Les modalités de composition du COREVIH sont précisées dans un arrêté à paraître prochainement. Le nombre des membres est limité à 30.

Ces membres ont un double rôle : celui de porte-parole et celui de relais d’information des acteurs qu’ils représentent. Cette faculté est primordiale et doit être un facteur pris en compte dans la composition des membres du COREVIH.

Ces membres sont des personnes nommées en leur nom propre afin de favoriser leur connaissance mutuelle. Lors de leur désignation, deux suppléants sont systématiquement désignés.

De la composition du COREVIH dépendra sa capacité à réaliser ses missions et la participation effective de ses acteurs. De ce fait, il est utile d’apporter d’ores et déjà des précisions pour les catégories d’acteurs stipulées à l’article D. 3121-37 du code de la santé publique (CSP).

Tous les établissements de santé prenant en charge des patients infectés par le VIH sont membres du « COREVIH » ou y sont représentés.

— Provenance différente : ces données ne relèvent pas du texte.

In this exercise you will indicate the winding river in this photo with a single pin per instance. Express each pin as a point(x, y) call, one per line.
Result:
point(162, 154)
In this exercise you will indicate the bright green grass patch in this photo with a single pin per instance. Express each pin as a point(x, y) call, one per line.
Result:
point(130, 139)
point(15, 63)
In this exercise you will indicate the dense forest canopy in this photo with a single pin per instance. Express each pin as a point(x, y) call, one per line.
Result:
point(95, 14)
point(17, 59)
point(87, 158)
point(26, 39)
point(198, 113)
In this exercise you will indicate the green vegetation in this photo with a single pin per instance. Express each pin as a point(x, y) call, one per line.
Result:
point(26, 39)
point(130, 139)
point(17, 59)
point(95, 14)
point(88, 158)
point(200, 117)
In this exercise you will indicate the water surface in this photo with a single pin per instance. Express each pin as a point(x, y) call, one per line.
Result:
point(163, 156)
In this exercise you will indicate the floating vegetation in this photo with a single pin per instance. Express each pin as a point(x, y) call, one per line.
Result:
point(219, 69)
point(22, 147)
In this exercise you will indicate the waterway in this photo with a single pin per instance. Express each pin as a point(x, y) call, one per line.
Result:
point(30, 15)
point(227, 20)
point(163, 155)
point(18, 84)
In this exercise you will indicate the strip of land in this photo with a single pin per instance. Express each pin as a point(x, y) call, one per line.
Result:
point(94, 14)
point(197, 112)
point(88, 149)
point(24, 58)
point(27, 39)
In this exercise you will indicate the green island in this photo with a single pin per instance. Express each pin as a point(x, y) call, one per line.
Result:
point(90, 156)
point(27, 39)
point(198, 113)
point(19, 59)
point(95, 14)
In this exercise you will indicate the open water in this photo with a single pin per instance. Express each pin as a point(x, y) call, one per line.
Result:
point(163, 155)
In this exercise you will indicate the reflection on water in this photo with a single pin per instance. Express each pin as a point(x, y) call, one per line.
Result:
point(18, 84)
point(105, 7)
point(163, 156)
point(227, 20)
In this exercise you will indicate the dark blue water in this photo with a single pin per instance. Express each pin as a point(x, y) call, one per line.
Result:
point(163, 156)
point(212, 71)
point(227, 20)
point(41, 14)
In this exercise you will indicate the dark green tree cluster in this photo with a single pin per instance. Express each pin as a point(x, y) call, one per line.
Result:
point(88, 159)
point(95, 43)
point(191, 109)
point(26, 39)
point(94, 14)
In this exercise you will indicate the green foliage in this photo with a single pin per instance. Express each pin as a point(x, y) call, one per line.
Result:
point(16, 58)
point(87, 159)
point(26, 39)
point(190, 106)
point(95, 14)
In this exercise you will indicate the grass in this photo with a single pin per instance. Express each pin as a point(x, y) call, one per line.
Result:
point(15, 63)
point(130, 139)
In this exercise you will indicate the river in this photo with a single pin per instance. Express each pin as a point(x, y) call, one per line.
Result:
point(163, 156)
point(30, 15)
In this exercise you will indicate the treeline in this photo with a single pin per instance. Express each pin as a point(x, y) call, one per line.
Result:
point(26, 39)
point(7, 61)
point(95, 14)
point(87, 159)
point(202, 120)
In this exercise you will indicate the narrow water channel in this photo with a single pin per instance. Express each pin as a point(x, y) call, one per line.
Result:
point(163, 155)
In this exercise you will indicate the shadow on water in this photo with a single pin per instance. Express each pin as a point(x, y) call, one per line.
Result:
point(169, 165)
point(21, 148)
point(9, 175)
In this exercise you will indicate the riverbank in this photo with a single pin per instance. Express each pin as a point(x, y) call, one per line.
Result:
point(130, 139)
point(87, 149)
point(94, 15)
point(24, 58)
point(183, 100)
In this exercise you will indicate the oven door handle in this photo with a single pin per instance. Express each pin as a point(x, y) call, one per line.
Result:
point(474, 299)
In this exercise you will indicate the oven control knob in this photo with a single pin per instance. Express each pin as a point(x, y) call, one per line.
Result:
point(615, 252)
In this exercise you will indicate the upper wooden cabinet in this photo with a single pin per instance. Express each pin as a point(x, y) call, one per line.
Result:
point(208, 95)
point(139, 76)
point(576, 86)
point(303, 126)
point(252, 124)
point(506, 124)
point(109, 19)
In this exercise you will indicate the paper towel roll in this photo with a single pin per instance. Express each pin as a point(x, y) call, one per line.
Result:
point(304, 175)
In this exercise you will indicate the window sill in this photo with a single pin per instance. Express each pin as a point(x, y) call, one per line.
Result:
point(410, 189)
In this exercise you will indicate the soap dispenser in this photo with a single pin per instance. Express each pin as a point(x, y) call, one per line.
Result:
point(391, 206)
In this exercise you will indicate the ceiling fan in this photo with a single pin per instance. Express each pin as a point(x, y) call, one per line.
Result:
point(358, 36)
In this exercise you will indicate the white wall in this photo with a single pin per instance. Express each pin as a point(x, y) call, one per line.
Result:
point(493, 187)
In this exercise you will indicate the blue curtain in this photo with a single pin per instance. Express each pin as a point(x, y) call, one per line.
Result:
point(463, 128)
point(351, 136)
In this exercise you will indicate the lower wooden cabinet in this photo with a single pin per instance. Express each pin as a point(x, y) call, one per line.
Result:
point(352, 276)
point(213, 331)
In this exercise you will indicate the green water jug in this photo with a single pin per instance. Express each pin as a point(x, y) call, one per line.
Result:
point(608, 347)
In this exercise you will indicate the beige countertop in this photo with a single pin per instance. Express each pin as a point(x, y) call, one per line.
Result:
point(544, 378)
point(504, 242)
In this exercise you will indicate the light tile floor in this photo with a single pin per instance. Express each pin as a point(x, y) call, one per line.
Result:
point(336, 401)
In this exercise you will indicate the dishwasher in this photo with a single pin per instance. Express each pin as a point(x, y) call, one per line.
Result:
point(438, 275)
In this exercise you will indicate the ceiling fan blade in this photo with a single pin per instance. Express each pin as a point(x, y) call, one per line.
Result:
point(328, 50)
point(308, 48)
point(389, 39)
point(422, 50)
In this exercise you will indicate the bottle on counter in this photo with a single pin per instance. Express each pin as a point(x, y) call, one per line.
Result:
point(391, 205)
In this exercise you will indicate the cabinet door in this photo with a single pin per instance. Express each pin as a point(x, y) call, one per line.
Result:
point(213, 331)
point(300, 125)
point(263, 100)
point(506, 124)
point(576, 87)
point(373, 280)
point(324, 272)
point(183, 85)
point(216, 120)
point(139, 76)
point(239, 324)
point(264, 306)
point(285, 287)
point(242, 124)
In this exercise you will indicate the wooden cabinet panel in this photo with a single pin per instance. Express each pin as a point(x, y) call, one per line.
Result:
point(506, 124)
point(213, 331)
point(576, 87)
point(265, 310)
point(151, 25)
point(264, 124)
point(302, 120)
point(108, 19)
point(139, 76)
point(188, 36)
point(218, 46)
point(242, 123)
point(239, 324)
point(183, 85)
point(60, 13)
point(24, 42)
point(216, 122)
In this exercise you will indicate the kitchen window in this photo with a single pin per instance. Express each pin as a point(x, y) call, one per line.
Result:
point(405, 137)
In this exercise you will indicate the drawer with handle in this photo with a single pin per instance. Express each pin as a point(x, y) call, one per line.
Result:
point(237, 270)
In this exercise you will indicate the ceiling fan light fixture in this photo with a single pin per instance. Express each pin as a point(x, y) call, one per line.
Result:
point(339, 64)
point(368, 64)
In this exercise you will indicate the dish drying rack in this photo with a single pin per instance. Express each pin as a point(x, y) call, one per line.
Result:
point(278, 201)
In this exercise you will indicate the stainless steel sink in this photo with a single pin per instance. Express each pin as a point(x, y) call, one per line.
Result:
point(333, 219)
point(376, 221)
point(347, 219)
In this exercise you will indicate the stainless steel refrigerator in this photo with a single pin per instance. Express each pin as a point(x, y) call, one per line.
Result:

Tous les personnels concourant à la prise en charge directe ou indirecte des patients peuvent être membres du « COREVIH » ou y être représentés (médicaux, infirmiers, techniciens d’études cliniques, psychologues, assistantes sociales, ...).

En effet, pour être opérationnel, la composition d’un COREVIH doit intégrer des représentants des domaines suivants : soin, dépistage, prévention et éducation pour la santé, soutien et accompagnement, provenant tant du secteur hospitalier que de celui extra-hospitalier, et d’origine géographique diverse. Les acteurs, dont la représentation est particulièrement utile au sein du COREVIH, sont les suivants : les établissements de santé (CHU, CH, PSPH et établissements psychiatriques) avec la participation de représentants médico-soignants et administratifs, les réseaux de santé, les unités de consultations et de soins ambulatoires (UCSA), les acteurs de la réduction de risques liés à l’usage de drogues intraveineuses, les associations d’insertions et de soutien ainsi que des associations gestionnaires d’hébergement.

L’annexe III précise les acteurs participant directement ou indirectement au COREVIH et donne des éléments sur le circuit d’information à mettre en place.

La durée du mandat d’un COREVIH sera de quatre ans renouvelable. Cette durée permettra d’assurer une bonne connaissance des acteurs et des problèmes, et favorisera l’alternance utile à ce type de coordination.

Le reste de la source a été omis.